The Israeli capital Tel Aviv made a show of solidarity with Lebanon yesterday by lighting up its municipality building with the image of the Lebanese flag, marking a rare break from the recent increased tensions between the two states.
The flag on the city hall followed the catastrophic explosion in Beirut on Tuesday, which rocked the Lebanese capital and destroyed a large section of its port. At least 135 people were killed and over 5,000 were injured in the blast. Around 300,000 of the city’s residents are now homeless as a result of the blast and its shockwave.
“Humanity comes before any conflict,” said Tel Aviv’s Mayor Ron Huldai yesterday, “and our hearts are with the Lebanese people following this terrible disaster.”
Israeli Prime Minister Benjamin Netanyahu also made a rare reconciliatory statement towards Lebanon: “On behalf of the Israeli government, I send my condolences to the people of Lebanon. Yesterday, there was a very big disaster. We are prepared to extend humanitarian aid as human beings to human beings.”
Not everyone within Israel has reacted well to Netanyahu’s offer and to Tel Aviv’s display of the Lebanese flag. The Prime Minister’s own son, Yair Netanyahu, tweeted that, “Displaying the flag of an enemy state is a criminal offence!!!!” Israel and Lebanon are technically still at war with each other. A former member of the Israeli Knesset also refused to express solidarity, calling the blast “a gift from God.”
The explosion and Tel Aviv’s solidarity comes amid increasing tension between the two neighbours over the past year. Concerns have grown about a renewed military confrontation between Israeli forces and the Iran-backed Hezbollah in Southern Lebanon.
Despite both sides saying that they do not intend to engage in armed conflict, Israel has been reinforcing its northern border and an altercation occurred between the two at the end of last month. This led Lebanon to announce that it is prepared to defend itself in the event of more attacks against its southern region.

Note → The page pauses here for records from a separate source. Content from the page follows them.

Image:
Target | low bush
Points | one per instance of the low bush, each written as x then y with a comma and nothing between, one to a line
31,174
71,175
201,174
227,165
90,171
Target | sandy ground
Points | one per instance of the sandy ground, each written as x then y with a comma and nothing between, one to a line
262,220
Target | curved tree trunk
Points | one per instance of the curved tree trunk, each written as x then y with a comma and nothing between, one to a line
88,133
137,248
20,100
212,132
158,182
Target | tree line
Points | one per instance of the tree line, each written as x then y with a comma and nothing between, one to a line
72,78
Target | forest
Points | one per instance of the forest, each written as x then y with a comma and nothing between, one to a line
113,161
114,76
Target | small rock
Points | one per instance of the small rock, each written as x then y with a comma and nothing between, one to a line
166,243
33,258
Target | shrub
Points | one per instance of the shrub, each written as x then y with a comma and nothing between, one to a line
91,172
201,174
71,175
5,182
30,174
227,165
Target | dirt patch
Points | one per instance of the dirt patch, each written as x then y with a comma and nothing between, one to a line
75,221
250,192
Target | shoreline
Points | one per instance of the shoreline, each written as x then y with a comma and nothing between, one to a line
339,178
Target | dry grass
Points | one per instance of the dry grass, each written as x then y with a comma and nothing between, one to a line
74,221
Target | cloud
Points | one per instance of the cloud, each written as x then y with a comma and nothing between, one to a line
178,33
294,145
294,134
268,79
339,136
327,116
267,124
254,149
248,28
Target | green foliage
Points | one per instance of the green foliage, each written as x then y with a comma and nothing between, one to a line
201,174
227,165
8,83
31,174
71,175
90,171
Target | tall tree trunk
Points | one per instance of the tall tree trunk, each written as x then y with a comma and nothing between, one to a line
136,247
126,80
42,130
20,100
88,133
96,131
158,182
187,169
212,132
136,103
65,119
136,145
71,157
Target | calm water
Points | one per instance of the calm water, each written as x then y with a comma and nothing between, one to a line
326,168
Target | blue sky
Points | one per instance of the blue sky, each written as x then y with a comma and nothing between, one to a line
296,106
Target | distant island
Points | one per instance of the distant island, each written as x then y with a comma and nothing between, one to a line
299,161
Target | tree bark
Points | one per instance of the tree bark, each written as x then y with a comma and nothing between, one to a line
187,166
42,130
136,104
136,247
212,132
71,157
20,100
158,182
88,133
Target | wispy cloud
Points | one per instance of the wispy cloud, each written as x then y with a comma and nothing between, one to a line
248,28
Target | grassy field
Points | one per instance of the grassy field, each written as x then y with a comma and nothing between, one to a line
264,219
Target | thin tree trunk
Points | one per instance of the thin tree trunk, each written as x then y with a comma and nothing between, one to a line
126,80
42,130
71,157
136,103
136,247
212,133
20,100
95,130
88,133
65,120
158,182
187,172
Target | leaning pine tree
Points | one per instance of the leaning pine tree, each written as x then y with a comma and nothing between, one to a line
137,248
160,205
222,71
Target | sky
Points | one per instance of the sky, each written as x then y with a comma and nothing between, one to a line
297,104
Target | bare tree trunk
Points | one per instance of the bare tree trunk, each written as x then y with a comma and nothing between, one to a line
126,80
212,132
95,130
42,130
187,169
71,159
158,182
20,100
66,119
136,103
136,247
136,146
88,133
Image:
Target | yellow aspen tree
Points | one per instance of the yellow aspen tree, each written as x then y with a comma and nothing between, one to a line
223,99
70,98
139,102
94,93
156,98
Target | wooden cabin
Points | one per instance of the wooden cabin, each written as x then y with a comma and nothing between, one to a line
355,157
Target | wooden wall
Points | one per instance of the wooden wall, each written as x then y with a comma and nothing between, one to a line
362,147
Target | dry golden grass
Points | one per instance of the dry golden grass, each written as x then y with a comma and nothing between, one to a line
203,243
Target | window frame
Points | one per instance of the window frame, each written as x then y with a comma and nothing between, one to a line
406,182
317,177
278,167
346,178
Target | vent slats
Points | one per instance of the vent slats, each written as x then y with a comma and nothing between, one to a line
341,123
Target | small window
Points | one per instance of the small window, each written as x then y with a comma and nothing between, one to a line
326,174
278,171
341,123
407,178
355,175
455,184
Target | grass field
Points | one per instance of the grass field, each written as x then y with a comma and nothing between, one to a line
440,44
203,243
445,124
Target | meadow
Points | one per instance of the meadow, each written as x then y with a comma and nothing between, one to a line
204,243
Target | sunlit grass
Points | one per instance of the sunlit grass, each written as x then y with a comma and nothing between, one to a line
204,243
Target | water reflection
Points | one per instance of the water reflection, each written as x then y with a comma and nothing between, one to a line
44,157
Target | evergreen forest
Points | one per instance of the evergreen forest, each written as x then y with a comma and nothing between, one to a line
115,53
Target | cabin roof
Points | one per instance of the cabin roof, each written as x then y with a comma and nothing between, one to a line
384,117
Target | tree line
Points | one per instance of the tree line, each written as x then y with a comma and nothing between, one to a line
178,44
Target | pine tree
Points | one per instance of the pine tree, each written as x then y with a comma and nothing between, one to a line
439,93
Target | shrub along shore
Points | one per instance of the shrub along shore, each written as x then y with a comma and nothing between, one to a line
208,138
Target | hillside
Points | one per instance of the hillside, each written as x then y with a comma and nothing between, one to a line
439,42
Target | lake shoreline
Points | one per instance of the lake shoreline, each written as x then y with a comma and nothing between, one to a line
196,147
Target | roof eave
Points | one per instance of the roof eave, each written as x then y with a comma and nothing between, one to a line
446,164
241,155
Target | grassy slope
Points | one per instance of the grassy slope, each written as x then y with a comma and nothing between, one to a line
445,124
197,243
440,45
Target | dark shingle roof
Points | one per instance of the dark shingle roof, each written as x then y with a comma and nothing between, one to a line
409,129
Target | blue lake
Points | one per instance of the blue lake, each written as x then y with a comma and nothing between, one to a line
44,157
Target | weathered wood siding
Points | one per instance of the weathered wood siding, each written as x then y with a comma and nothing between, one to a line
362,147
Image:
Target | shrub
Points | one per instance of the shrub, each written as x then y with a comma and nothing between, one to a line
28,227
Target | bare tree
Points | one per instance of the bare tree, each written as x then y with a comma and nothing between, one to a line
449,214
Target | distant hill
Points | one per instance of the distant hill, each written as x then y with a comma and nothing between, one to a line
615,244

At first thought to be caused by fireworks, the explosion was actually caused by 2,750 tons of ammonium nitrate stored in a warehouse at the port for the past six years. Despite orders to have it removed and disposed of safely, this was not done. Many people in Lebanon are now blaming rampant corruption and misgovernment within the country for this situation and the almost inevitable blast which resulted.